The NCCP is a program of activities for efficient action in the field of cancer control adopted by our Government and based on recommendations of WHO and European Partnership Action Against Cancer. It was initiated due to high cancer incidence and mortality in our country. We report achievements of our 3 organized, population-based screening programs (SP).

Methods

1. Cervical Cancer (CerC) SP, started 2003, conventional cytology, 3 years interval, age 20–64, participation 72%. 2. Colorectal Cancer (CRC) SP, started 2009, immunochemical fecal occult blood test, follow up colonoscopy if positive, age 50-74, 2 years interval, participation 62%. 3. Breast Cancer (BC) SP, started 2008 in central region, countrywide in 2018, mammography every 2 years, age 50-69, participation 73%. Outcome measures: 1. Incidence for CerC and CRC for all pts diagnosed in Slovenia from SP start. 2. Stage distribution, net survival and hazard ratio (HR) of death for screen vs not screen detected cancers diagnosed with CerC, CRC and BC from 2011-2015 for all invited patients to the SPs.

Results

CerC incidence was reduced from 2003 to 2017 by 62% (from 211 cases/year to 85), CRC from 2010 to 2015 by 21% (from 1729 cases/year to 1357). A significant (p < 0.0001) stage shift in screen detected vs not screen detected cancers was achieved. The stage shift percentages (screen detected/not screen detected) for the three SP are: for CerC stage I 81/41; stage II 16/30; stage III 3/19; stage IV 1/10, for CRC stage I 45/14; stage II 19/24; stage III 29/33; stage IV 8/30 and for BC stage I 66/40; stage II 26/35 stage III 8/18; stage IV 1/7. 5-year net survival for screen detected pts with CerC, CRC and BC was 92.1%, 88.4% and 100% and in not screen detected 63.7%, 57.1%, 85.3% respectively. The risk of death described by hazard ratio is in screened detected cancers 4-5 times lower: CerC HR 0.18 (0.11 – 0.28), CRC HR 0.26 (0.23-0.29) and BC HR 0.17 (0.10-0.31).

Conclusions

High quality SPs have a significant impact on incidence, stage and survival and are the basis of sustainable oncology care.

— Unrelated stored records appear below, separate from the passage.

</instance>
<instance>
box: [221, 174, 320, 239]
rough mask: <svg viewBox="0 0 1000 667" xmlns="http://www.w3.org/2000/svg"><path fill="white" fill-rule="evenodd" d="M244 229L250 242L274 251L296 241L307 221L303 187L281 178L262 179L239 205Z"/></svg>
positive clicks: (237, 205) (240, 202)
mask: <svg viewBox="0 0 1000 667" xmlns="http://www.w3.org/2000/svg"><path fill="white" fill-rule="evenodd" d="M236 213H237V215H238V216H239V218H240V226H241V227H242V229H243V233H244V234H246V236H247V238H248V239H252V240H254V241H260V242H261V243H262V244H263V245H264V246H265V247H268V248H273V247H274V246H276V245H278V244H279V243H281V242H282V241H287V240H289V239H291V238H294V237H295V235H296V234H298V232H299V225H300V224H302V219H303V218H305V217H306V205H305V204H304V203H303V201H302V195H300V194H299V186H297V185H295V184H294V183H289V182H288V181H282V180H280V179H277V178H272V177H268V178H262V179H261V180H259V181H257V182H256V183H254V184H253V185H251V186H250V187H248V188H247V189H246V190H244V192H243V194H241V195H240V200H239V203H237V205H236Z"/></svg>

They are even more essential in countries with limited human and financial resources. Pts with screen detected cancers are diagnosed in earlier stages and have lower probability to die from cancer.

Clinical trial identification

Editorial acknowledgement

Legal entity responsible for the study

The authors.

Funding

Has not received any funding.

Disclosure

All authors have declared no conflicts of interest.